There is some serious smack-down in that NASA article.

"In the early 20th century there were periods of quiet lasting almost twice as long as the current spell."

"In summary, "the current minimum is not abnormally low or long.""

"Hathaway anticipates more spotless days, maybe even hundreds, followed by a return to Solar Max conditions in the years around 2012."

Along with some interesting graphs, it looks like everything is business as usual for the sun.

A google search on the author, Rebecca Sato, shows that she typically writes lots of "what if" and other fluff pieces.

Sounds like fear mongering to me.

Whatever it is, what does it matter if we can't predict what's going to happen?

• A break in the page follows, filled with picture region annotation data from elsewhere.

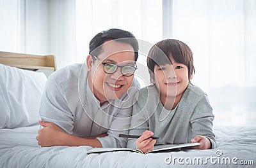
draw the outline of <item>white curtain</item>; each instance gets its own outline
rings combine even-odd
[[[214,123],[255,125],[256,1],[174,0],[169,9],[171,33],[164,38],[192,50],[192,83],[208,94]]]

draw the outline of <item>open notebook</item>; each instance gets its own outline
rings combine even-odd
[[[190,146],[198,146],[200,143],[184,143],[184,144],[163,144],[163,145],[156,145],[155,146],[154,150],[153,151],[150,151],[144,154],[147,154],[152,152],[157,152],[162,151],[166,150],[171,150],[175,149],[181,149],[184,148],[188,148]],[[102,152],[107,152],[107,151],[135,151],[138,153],[140,153],[143,154],[143,152],[139,149],[132,149],[132,148],[94,148],[92,150],[87,151],[88,153],[102,153]]]

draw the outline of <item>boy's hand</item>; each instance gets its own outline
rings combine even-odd
[[[150,130],[144,132],[141,136],[136,141],[136,145],[139,150],[143,153],[154,150],[154,145],[156,143],[156,139],[148,138],[152,137],[154,133]]]
[[[210,140],[203,136],[198,135],[191,139],[193,143],[200,143],[200,144],[196,146],[193,146],[191,148],[195,150],[207,150],[212,148],[212,144]]]

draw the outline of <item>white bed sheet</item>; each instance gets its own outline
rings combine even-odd
[[[218,144],[216,149],[176,150],[147,155],[131,151],[88,155],[86,151],[92,147],[86,146],[41,148],[35,139],[38,128],[39,125],[36,125],[0,129],[0,167],[255,167],[256,165],[256,127],[214,129]],[[216,154],[218,150],[218,154],[222,153],[220,157]],[[212,163],[211,158],[206,160],[211,156]],[[168,164],[166,162],[170,162],[170,160],[166,158],[170,157],[172,162]],[[175,157],[183,160],[180,160],[179,164],[175,159],[173,163]],[[194,160],[197,162],[196,157],[202,158],[203,164],[194,164]],[[235,157],[238,159],[236,160],[236,165],[232,162]],[[224,164],[221,164],[223,158],[229,158],[230,164],[223,160]],[[187,163],[189,158],[191,164]],[[242,160],[248,164],[250,162],[251,165],[239,164]]]

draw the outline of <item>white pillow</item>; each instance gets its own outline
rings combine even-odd
[[[0,129],[26,127],[38,122],[46,80],[43,73],[0,64]]]

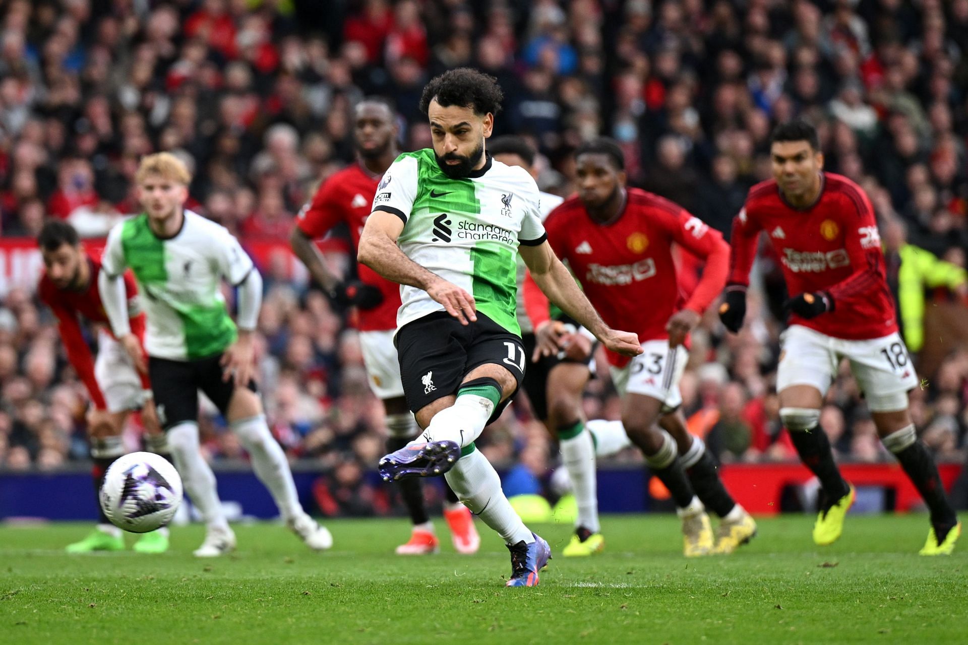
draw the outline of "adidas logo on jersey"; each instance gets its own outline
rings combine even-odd
[[[431,242],[439,242],[440,240],[450,242],[450,235],[453,233],[450,223],[446,214],[434,218],[434,237],[431,238]]]

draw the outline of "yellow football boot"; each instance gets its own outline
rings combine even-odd
[[[945,542],[938,543],[938,537],[934,535],[934,527],[927,534],[927,542],[924,547],[919,551],[922,555],[951,555],[954,550],[954,542],[961,535],[961,522],[952,527],[952,530],[945,536]]]
[[[850,485],[850,484],[848,484]],[[817,513],[817,523],[813,525],[813,542],[826,546],[832,544],[844,530],[844,516],[854,505],[857,490],[850,485],[850,492],[833,503],[831,508]]]
[[[588,534],[585,540],[575,533],[571,542],[561,549],[561,555],[566,558],[583,558],[595,553],[601,553],[605,548],[605,538],[600,533]]]

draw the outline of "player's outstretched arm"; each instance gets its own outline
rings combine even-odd
[[[292,252],[296,254],[296,257],[306,265],[313,279],[328,293],[332,293],[336,285],[340,283],[340,279],[326,267],[322,253],[319,252],[313,240],[298,226],[292,227],[292,233],[289,234],[289,246],[292,247]]]
[[[594,334],[603,345],[625,356],[642,353],[635,334],[619,332],[605,324],[547,241],[536,247],[522,245],[518,251],[530,270],[534,282],[548,299]]]
[[[356,259],[398,284],[423,289],[462,325],[477,320],[474,297],[407,257],[397,246],[403,220],[392,213],[374,211],[367,218]]]

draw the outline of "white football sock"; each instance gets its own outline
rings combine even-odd
[[[585,428],[570,439],[560,439],[561,462],[571,479],[578,503],[578,526],[598,533],[598,491],[595,481],[595,446]]]
[[[453,405],[434,415],[416,441],[453,441],[466,448],[484,431],[492,413],[494,401],[491,399],[477,395],[460,395]]]
[[[197,424],[192,421],[178,424],[167,431],[167,438],[171,460],[201,518],[209,528],[227,529],[228,522],[215,488],[215,473],[201,456]]]
[[[258,415],[233,422],[231,428],[249,453],[252,469],[256,471],[259,482],[269,489],[283,518],[288,520],[303,514],[289,462],[283,447],[269,431],[265,417]]]
[[[112,538],[120,538],[122,535],[124,535],[123,533],[121,533],[121,529],[114,526],[113,524],[98,524],[98,530],[101,531],[102,533],[109,535]]]
[[[611,456],[632,445],[620,421],[595,419],[586,424],[594,438],[595,456]]]
[[[534,542],[534,536],[504,497],[498,471],[480,451],[474,450],[462,456],[444,477],[470,513],[480,516],[505,542],[517,544],[524,541],[529,544]]]
[[[386,433],[394,439],[412,439],[420,433],[417,420],[409,412],[386,415]]]

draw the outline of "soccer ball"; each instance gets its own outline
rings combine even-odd
[[[101,508],[125,531],[148,533],[171,521],[181,503],[181,477],[165,457],[131,453],[105,474]]]

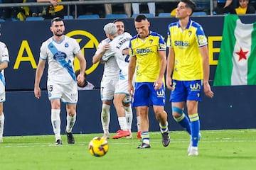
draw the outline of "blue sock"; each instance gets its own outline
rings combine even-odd
[[[188,115],[191,120],[192,147],[197,147],[200,130],[200,120],[198,113]]]
[[[149,144],[149,132],[142,132],[142,140],[143,143]]]
[[[191,135],[191,125],[188,116],[184,113],[183,110],[176,106],[172,107],[172,111],[181,115],[178,118],[174,117],[174,120],[180,124],[189,135]]]

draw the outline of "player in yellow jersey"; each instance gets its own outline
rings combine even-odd
[[[142,144],[137,148],[150,148],[149,106],[152,105],[162,134],[162,144],[168,146],[170,137],[168,130],[167,113],[165,105],[164,72],[166,68],[166,46],[162,36],[149,31],[150,23],[144,15],[134,18],[138,33],[130,40],[128,91],[134,96],[133,106],[140,115]],[[136,71],[135,71],[136,68]],[[135,84],[133,76],[136,74]]]
[[[192,1],[181,0],[178,3],[176,14],[178,21],[169,25],[167,39],[166,86],[172,91],[170,101],[173,117],[191,136],[189,156],[198,155],[198,106],[202,88],[207,96],[213,97],[208,83],[207,38],[201,26],[190,18],[195,8]],[[183,111],[185,103],[189,119]]]

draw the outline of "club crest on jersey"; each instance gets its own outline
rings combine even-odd
[[[191,35],[191,34],[192,34],[192,31],[191,31],[191,30],[188,30],[188,37],[190,37]]]
[[[144,53],[149,53],[151,52],[150,48],[138,48],[136,50],[136,53],[137,54],[144,54]]]
[[[196,83],[196,84],[191,84],[190,89],[191,91],[200,91],[201,89],[201,85],[198,83]]]
[[[57,52],[57,53],[54,54],[53,59],[56,60],[63,60],[67,57],[67,55],[60,51]]]
[[[164,91],[164,90],[156,91],[156,95],[157,97],[164,97],[165,96]]]

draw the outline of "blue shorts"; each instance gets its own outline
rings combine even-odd
[[[157,91],[154,89],[154,83],[135,83],[134,95],[132,106],[165,106],[165,89],[162,85]]]
[[[201,101],[201,94],[203,89],[203,80],[173,80],[173,88],[170,102]]]

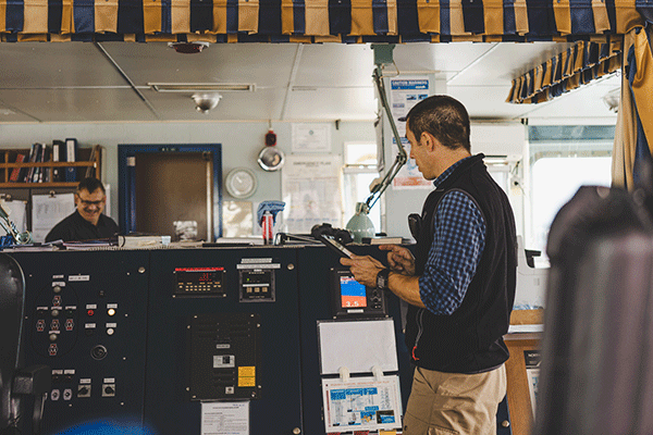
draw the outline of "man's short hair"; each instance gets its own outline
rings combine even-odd
[[[407,127],[417,140],[427,132],[447,148],[465,148],[467,151],[471,148],[469,114],[455,98],[435,95],[421,100],[410,109],[407,121]]]
[[[89,194],[93,194],[97,189],[102,190],[102,194],[104,195],[107,194],[107,191],[104,190],[104,186],[102,186],[102,182],[100,182],[98,178],[88,177],[79,182],[79,184],[77,185],[76,192],[78,194],[82,190],[88,190]]]

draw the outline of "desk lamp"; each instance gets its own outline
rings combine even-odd
[[[373,44],[372,50],[374,50],[374,72],[372,73],[372,78],[374,79],[374,84],[377,85],[377,91],[379,92],[379,99],[381,101],[381,105],[385,110],[385,114],[387,115],[387,120],[390,121],[390,126],[392,128],[392,133],[397,144],[397,148],[399,153],[397,154],[394,163],[387,172],[383,179],[379,183],[372,184],[370,186],[370,196],[366,199],[365,202],[356,203],[356,213],[354,216],[347,222],[346,228],[352,232],[354,236],[354,241],[362,241],[364,237],[374,237],[374,224],[368,216],[370,209],[374,207],[381,195],[385,191],[387,186],[392,183],[393,178],[397,175],[399,170],[406,161],[408,157],[406,154],[406,150],[402,146],[402,138],[399,137],[399,133],[397,132],[397,126],[392,117],[392,113],[390,111],[390,103],[387,102],[387,95],[385,92],[385,86],[383,85],[383,74],[382,69],[383,65],[393,63],[392,51],[394,49],[394,44]]]

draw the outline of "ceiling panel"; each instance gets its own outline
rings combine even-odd
[[[583,86],[538,105],[505,102],[513,78],[569,46],[397,45],[384,74],[433,73],[477,119],[616,120],[601,98],[618,84]],[[164,42],[0,44],[0,123],[371,120],[373,54],[369,45],[342,44],[214,44],[197,54]],[[221,91],[219,105],[202,114],[192,91],[156,92],[147,86],[152,82],[249,83],[256,90]]]
[[[295,45],[214,44],[199,53],[175,52],[164,42],[106,42],[102,48],[136,86],[148,82],[255,83],[285,87]]]
[[[157,120],[128,88],[2,90],[0,101],[38,122]]]
[[[0,88],[123,86],[93,44],[0,44]]]

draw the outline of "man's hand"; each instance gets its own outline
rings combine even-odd
[[[393,272],[403,275],[415,275],[415,257],[408,248],[398,245],[380,245],[379,249],[387,252],[387,264]]]
[[[367,287],[377,287],[377,274],[381,269],[385,269],[383,263],[370,256],[353,256],[341,258],[341,264],[348,265],[354,274],[354,279]]]

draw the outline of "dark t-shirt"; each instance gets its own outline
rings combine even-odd
[[[78,211],[65,217],[54,225],[46,236],[46,241],[63,240],[91,240],[98,238],[109,238],[120,232],[118,224],[111,217],[100,214],[98,225],[86,221]]]

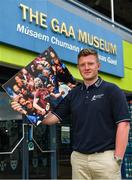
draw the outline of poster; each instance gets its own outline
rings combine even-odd
[[[29,122],[36,125],[75,86],[74,77],[49,47],[2,87],[22,106]]]

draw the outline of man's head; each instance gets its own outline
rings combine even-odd
[[[100,63],[98,54],[93,49],[82,49],[78,54],[78,69],[86,83],[94,82],[98,77]]]

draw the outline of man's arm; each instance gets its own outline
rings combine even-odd
[[[128,135],[129,135],[130,123],[129,122],[120,122],[117,125],[116,132],[116,146],[115,146],[115,157],[120,157],[123,159],[126,146],[128,143]]]

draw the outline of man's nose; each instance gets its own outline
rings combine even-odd
[[[85,64],[85,69],[89,69],[89,65],[88,64]]]

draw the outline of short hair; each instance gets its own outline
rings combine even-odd
[[[78,54],[78,60],[82,56],[89,56],[89,55],[94,55],[96,57],[97,61],[99,62],[97,51],[94,49],[91,49],[91,48],[82,49]]]

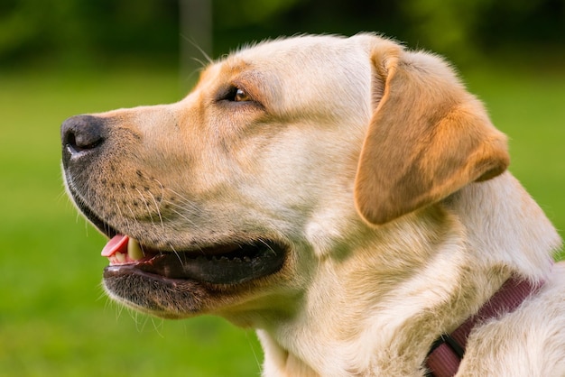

As far as we know, the world's getting warmer and its time to start buying priuses wherever we can afford them ;)
> As far as we know, the world's getting warmer

Temperature peaked in 1998.

It would be nice to have a reference for that.
Actually it peaks every year - in summer.
Agreed. My former advisor was as good as anyone in that field. He has a very good introduction (... for a grad course in physics) to the dynamo problem (aka.: the solar cycle) at http://solarphysics.livingreviews.org/Articles/lrsp-2005-2/

It is fair to say that solar dynamo modelling has not yet recovered from this four-way punch, in that nothing remotely resembling concensus currently exists as to the mode of operation of the solar dynamo

From the Brief historical survey, which is at least partly readable.

What's not important here is the amount of radiation coming from the sun.

What is important is the systems at work within the sun. A blank sun is the calm before the storm.

Solar flare : Dec 21st, 2012.

Gotta love that Mayan calendar Voodoo.